Redana!
No one has ever boarded the Eater of Worlds and lived to tell the tale. As a result, artistic depictions of Odoacer's legendary victory have been fueled by guesswork. Portraits of black-armoured Ceronians standing in moist and dripping tunnels, veins and intestines, attacked by ferocious insectoid horrors are common. Shining hoplites wading through seas of bio-muck, all the more glorious for their contrast with the horror of Poseidon. So you clutch your Plover's sword closer as you enter through the atmospheric bubble, prepared for the worst nightmares of the void to be made manifest. Who knows what evil had survived in this rotting carcass?
You were not expecting blinding, brilliant, radiant sunlight.
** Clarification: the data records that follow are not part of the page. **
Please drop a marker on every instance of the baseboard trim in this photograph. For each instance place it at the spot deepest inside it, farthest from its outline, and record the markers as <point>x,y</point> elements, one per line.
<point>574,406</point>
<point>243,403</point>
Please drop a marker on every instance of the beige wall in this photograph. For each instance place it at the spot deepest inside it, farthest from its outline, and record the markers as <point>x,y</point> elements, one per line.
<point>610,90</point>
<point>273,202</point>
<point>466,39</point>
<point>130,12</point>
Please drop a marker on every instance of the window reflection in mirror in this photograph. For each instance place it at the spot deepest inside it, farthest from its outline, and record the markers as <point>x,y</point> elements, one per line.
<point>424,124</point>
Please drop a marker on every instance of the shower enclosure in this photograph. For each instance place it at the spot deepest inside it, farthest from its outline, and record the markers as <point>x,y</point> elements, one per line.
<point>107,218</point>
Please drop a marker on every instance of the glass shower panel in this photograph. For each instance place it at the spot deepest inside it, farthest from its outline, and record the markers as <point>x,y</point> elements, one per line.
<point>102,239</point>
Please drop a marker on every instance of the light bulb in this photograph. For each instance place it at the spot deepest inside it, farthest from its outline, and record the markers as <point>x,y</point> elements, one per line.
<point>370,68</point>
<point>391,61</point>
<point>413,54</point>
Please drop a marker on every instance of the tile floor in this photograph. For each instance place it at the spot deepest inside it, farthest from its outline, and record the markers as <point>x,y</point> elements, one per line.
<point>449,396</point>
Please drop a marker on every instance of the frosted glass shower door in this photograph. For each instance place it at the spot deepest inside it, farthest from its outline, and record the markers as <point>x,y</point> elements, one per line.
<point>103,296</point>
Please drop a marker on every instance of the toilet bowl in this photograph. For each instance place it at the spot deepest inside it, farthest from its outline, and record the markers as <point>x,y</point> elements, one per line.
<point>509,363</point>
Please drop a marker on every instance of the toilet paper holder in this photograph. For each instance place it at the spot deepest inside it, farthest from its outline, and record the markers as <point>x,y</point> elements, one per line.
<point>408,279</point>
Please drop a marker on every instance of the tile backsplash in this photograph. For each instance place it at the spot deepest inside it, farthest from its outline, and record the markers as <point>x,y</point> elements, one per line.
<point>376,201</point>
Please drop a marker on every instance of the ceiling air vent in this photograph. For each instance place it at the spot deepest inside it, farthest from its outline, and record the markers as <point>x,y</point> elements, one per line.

The brain of the Eater of Worlds is vast and crystalline and aquatic - and it is shattered by the adamant prow of the Lupincas that runs right through its centre. But its broken wreckage still hangs suspended from the midst of the ceiling-sky, shining with a thousand dazzling lights. In the centre of this immense crystal chandelier is an incomparable light bracketed by lines of black metal. It takes a long moment before you recognize that prince of engines, the heart of the Lupincas removed from its original mount and carried down here into the dead brain of the leviathan and freed from its containment. The bare engine heart shines and fills this interior world with crystalline sunlight.
From the broken brain pours water - clear, but with an edge of cobalt blue. It cascades through the ruptures in the crystal mind, falling down from the sky in a vast and eternal rainstorm-waterfall. With the artificial sun so close to this storm, light already wild by its refraction through the crystal, you're looking at possibly greatest rainbow in the galaxy.
Seas of blue. Seas of teal. Seas of green. Your eyes adjust. Immense fields of mangroves spread in all directions, thick and tangled roots weaving together to form an almost-surface, broken here and there to reveal glimpses of deep cerulean blue. The air is tropical; hot and wet, unlike anything you've ever experienced in the air-conditioned perfection of Tellus. On and on you go, witness to this most unlikely of jungles, this alien paradise.
And there, ahead, almost at the centre - a hilltop island rising above the flat. Red tiled rooftops and gentle white houses and the unmistakable shape of a temple in white marble. Fields of rice, and wheat, and barley girt by elegant bronze stone walls. No experience other than fairy-tale depictions of castle towns could prepare you to identify what this is. A town. A town, here, in the belly of the beast.
Vasilia!
The engine has come to life.
You have power.
You have your target, blissfully unaware of the threat you pose.
Take us through space.
Dolce!
"Idiot!" snapped the Hermetician. "The engine is already running! Imprecise statements mutilate the mind! What you want is forward thrust, which the divine teachings of Hermes direct to be done through the calibration of the stellar compressor and release of sequential plasma valves. However I notice that the compressor is stuck in a maximum output forward position and some sort of emergency handbrake has been jury-rigged by a syphilitic caveman out of spare adamant plates in the valves. Simply repairing the damage caused by these 'repairs' should be enough to take us into all-ahead full."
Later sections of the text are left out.